Last year at this time and in this place, I closed my remarks by sharing a folk-tale celebrating the virtue and possibility of paying sustained reflective attention that I came across during my summer vacation on the island of Kauai. When I tell you that I spent my vacation this year in a somewhat less exotic destination—on the Jersey shore—some among you may doubt that I found much inspiration to bring back home. But in fact my time in the Garden State was filled with fascinating news and riveting cultural spectacles: it was the week that Charley devastated Florida, Governor Richard McGreevey came out and resigned, and the games of the 28th Olympiad began. While there is rich food for thought in all three of these events, the Olympics seems to offer the most instructive lessons for a college campus to ponder.

There is so much fresh historical knowledge to glean, for instance, from the media’s creative efforts to reinforce the invented tradition of a link between ancient and modern Greece. Plutarch told us that Alexander the Great “looked with indifference, if not with dislike” upon athletes, but we had to wait for an NBC commentator on the opening ceremonies to give us the up-close-and-personal reason for this anti-sports bias: “Alexander the Great was a sprinter in the original Olympics but in fact he wasn’t very fast. Athletically he was just Alexander the So-So.” It is equally informative, surely, to be reminded of the timeless lessons of Greek drama: again during the opening ceremonies we heard that “Oedipus, as you know, is the tragic Greek king who killed his father and married his mother, a sequence of events that seldom turns out well.” And in between checking on the NBC Web site to see what would be chosen as the Kleenex Moment of the Day, many of you perhaps spent time as I did marveling at the semantic resourcefulness and subtlety revealed in the fine distinction between Heineken, the Official Beer of the Olympics, and Budweiser, the Official Malt Beverage Partner (with thanks to Dave Barry, who called this to my attention in one of his irreverent columns from Athens).

But setting aside the dubious historicism and the rampant commercialism, the doping scandals and the judging errors, as the rain fell and the Olympic coverage continued on five channels, I found myself thinking most seriously about an analogy between the four years that an athlete spends preparing for the next Olympics and the four years you spend in college. There are certainly some Olympic ideals that I might charge you to emulate in your time at Bates: the principle of a sound mind in a sound body; the celebration of international friendship and understanding; the valorization of hard work, focus, and dedication; the quest for balance between individual initiative and obedience to the group, and between pride in national origin and commitment to notions like excellence and fair play that transcend patriotism.
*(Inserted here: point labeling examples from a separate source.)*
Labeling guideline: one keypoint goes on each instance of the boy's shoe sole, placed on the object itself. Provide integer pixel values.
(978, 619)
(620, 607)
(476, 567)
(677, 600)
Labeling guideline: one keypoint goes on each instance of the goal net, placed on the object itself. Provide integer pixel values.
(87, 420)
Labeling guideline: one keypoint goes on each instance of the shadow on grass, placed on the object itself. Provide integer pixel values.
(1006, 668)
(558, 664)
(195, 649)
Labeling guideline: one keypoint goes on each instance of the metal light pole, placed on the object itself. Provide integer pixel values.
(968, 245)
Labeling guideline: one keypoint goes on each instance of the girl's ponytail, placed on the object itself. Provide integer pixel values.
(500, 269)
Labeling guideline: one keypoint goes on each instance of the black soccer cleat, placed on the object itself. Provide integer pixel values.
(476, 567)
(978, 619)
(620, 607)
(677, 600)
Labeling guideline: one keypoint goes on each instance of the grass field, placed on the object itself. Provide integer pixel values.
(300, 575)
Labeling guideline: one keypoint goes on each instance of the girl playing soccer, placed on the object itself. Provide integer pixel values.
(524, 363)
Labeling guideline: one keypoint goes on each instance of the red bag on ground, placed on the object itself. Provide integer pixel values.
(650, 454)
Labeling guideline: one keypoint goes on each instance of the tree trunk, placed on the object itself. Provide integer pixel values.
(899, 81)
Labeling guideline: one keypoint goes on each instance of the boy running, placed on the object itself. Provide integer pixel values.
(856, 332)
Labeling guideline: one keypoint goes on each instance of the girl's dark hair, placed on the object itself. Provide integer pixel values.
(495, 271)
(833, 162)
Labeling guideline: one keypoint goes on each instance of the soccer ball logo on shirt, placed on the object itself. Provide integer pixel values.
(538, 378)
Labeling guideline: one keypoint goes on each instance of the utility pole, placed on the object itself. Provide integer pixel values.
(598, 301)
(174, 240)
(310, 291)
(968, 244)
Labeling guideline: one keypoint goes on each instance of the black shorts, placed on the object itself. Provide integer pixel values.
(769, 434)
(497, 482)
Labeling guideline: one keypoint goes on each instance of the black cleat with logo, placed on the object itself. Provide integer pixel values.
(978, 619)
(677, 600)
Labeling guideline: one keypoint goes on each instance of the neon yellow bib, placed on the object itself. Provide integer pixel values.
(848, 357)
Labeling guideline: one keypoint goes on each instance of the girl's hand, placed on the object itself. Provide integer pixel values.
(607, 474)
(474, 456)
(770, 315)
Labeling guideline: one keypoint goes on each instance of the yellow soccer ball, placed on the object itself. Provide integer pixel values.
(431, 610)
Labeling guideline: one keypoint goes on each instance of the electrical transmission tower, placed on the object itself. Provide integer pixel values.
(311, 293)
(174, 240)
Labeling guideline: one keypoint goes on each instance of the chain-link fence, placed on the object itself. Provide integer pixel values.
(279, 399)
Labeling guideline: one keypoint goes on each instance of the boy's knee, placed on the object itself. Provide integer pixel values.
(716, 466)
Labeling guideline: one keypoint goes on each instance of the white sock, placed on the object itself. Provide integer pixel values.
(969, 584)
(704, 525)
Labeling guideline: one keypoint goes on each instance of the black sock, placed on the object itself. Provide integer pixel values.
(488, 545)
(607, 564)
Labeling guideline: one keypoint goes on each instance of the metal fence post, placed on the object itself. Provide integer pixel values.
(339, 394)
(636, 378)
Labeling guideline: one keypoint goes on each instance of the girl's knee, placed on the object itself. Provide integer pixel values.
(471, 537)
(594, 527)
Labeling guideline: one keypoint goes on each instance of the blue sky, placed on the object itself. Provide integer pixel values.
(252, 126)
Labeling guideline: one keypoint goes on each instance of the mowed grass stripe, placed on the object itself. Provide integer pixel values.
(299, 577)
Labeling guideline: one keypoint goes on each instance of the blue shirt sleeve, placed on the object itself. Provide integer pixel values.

Some fundamental differences between the rush for Olympic gold and the pursuit of a Bates degree seem even more interesting, however, than the similarities. In the four years that now stretch between Athens and Beijing, the class of 2008 will be working hard not in competition for a single prize, but in cooperation with others for a reward that is available to everyone who stays the course. While there may be a few moments of healthy competition along the way, at the end of the road we stand ready to hand out 467 mortarboards, not just three olive wreaths. Moreover, while the kind of focus and hard work that Olympians embody is a worthy means to achieving goals that you may have, now and in the future, your ends are broader and far more complex. At Bates, you are preparing yourself not to nail the performance of a lifetime, but to achieve and contribute over the course of a long, productive existence. And perhaps most importantly you are not required to reach perfection in a pre-scripted routine; rather, you are asked to cultivate some basic skills and then encouraged to use them freely, independently, and creatively, constructing an undergraduate experience and then, again, a life, that is your event, and yours alone.

At the convocation of this new academic year, the College invites you to experience the joys of effort, commitment, creativity, and achievement. Let the games of our next Bates year begin.